First of three parts

    WEST HARTFORD--Xavier Rosa is stuck. The fourth-grader at Braeburn Elementary School knows that five is not a factor of 57-he got the question right on his homework assignment. And he knows that any number that ends in five is divisible by five. But his teacher, Michele Cashman, presses him to remember what the other half of the rule is, asking him how many cents he would have if he had two nickels.

    "Ten," he says.

    "So, what's in the one's place?"

    "Five," he guesses, as other students impatiently wave their hands in the air for a chance to answer.

    With just a little more back and forth, Xavier lands on the right answer: Numbers ending in five or zero can be divided by five. As Cashman moves on to the next problem, Xavier kneels on his chair, props one elbow on his desk and keeps the other hand high in the air every time his teacher asks a question.

    Xavier is one of 46 students in the 438-student school who qualify for free or reduced-priced lunch, a widely used proxy for low-income status. Most are from the neighborhood around Braeburn; 16 of them, like Xavier, are bused in from Hartford as part of a desegregation program.

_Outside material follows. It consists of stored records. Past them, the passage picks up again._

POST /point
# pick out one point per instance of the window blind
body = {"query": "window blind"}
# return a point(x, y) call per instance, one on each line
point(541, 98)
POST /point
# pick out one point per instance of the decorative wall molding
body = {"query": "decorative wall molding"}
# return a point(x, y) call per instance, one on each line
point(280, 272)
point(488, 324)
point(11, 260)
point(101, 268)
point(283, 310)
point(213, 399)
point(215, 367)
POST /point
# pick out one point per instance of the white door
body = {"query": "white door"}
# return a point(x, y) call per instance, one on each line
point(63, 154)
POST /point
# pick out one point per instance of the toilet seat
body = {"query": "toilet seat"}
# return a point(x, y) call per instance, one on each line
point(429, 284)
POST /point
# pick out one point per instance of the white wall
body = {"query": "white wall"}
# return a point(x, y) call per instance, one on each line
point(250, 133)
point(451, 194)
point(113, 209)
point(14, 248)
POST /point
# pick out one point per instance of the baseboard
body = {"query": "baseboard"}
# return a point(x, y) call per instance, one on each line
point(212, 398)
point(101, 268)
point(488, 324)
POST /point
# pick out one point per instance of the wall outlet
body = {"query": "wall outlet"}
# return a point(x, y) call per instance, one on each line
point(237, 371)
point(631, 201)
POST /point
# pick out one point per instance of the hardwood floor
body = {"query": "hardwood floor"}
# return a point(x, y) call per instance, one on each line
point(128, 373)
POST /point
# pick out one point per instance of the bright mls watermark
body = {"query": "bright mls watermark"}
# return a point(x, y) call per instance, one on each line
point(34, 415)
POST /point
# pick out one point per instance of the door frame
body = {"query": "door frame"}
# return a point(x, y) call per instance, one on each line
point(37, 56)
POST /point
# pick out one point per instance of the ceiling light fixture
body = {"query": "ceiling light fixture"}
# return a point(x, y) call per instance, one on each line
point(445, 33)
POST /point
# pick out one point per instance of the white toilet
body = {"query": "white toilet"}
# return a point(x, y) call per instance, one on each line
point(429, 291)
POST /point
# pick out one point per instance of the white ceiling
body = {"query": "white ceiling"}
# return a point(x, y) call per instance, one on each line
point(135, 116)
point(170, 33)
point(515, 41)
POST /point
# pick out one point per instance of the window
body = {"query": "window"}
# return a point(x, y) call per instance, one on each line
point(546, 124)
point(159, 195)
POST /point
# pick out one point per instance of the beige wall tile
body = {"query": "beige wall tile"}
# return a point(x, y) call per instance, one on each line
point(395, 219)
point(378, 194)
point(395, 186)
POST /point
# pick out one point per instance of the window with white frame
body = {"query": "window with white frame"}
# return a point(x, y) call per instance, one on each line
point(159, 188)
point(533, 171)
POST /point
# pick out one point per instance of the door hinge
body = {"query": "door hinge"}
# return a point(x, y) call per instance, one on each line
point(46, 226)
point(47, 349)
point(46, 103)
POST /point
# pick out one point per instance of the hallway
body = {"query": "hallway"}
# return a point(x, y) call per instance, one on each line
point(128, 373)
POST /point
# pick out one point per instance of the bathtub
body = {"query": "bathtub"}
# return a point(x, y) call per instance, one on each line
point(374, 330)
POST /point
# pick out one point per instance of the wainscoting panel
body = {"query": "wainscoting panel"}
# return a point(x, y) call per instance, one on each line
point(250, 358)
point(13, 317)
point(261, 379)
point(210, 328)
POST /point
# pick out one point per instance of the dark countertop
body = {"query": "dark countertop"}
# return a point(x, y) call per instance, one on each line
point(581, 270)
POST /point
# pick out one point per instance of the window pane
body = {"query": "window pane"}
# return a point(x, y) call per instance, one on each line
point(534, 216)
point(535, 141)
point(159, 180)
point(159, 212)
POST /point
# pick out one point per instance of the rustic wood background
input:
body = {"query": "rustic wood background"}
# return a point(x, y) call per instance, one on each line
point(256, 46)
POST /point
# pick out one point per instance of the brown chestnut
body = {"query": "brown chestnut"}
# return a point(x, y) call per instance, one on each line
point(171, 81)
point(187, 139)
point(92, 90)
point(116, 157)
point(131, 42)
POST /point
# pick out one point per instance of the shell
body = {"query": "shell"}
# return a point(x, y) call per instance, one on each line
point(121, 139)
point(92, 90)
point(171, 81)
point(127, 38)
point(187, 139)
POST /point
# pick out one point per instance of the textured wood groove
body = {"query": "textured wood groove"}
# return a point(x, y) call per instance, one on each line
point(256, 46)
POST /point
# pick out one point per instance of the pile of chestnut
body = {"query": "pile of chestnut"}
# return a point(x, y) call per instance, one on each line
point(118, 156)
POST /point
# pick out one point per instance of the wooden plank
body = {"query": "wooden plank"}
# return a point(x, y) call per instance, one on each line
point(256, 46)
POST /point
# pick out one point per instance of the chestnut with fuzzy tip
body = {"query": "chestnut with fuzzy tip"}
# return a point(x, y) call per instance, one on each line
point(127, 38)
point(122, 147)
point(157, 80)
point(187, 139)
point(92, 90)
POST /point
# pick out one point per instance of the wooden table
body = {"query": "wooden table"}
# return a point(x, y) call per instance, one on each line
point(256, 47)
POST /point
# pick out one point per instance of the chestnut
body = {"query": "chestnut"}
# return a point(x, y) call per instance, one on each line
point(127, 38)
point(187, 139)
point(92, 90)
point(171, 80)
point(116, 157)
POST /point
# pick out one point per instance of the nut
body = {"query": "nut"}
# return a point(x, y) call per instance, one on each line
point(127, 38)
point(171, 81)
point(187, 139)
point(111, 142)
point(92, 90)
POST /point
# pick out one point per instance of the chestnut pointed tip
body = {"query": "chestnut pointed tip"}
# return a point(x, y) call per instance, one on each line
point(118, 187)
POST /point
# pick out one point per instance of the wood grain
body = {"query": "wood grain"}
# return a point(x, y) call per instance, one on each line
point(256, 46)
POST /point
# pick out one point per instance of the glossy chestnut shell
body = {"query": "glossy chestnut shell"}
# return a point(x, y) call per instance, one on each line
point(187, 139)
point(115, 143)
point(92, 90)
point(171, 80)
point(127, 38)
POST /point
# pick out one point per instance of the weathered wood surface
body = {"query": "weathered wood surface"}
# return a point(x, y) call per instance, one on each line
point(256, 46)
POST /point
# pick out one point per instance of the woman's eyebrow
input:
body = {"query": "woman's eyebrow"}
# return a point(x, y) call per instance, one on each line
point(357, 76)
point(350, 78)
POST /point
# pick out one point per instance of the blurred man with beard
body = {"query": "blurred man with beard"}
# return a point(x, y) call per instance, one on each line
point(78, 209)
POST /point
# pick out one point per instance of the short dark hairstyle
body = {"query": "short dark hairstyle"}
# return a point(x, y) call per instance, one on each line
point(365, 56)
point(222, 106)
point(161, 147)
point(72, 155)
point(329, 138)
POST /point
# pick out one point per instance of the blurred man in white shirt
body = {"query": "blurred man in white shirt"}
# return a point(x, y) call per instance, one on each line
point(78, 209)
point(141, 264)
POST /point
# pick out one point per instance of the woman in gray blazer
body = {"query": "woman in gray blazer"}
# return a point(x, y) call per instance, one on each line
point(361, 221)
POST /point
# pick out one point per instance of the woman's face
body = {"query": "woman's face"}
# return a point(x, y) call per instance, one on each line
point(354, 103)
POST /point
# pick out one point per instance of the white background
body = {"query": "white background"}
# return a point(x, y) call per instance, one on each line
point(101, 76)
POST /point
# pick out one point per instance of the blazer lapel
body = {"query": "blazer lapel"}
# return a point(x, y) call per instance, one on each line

    At first glance, the school's test scores indicate that Braeburn is nothing but an excellent school. In 2010, 92 percent of students were proficient in math, while the percentages for reading and writing were 88 and 93, respectively. But Braeburn's low-income students fared less well: 79 percent reached proficiency in math, while 63 and 69 percent did so in reading and writing, respectively. Xavier was one of the many who did not hit the benchmarks.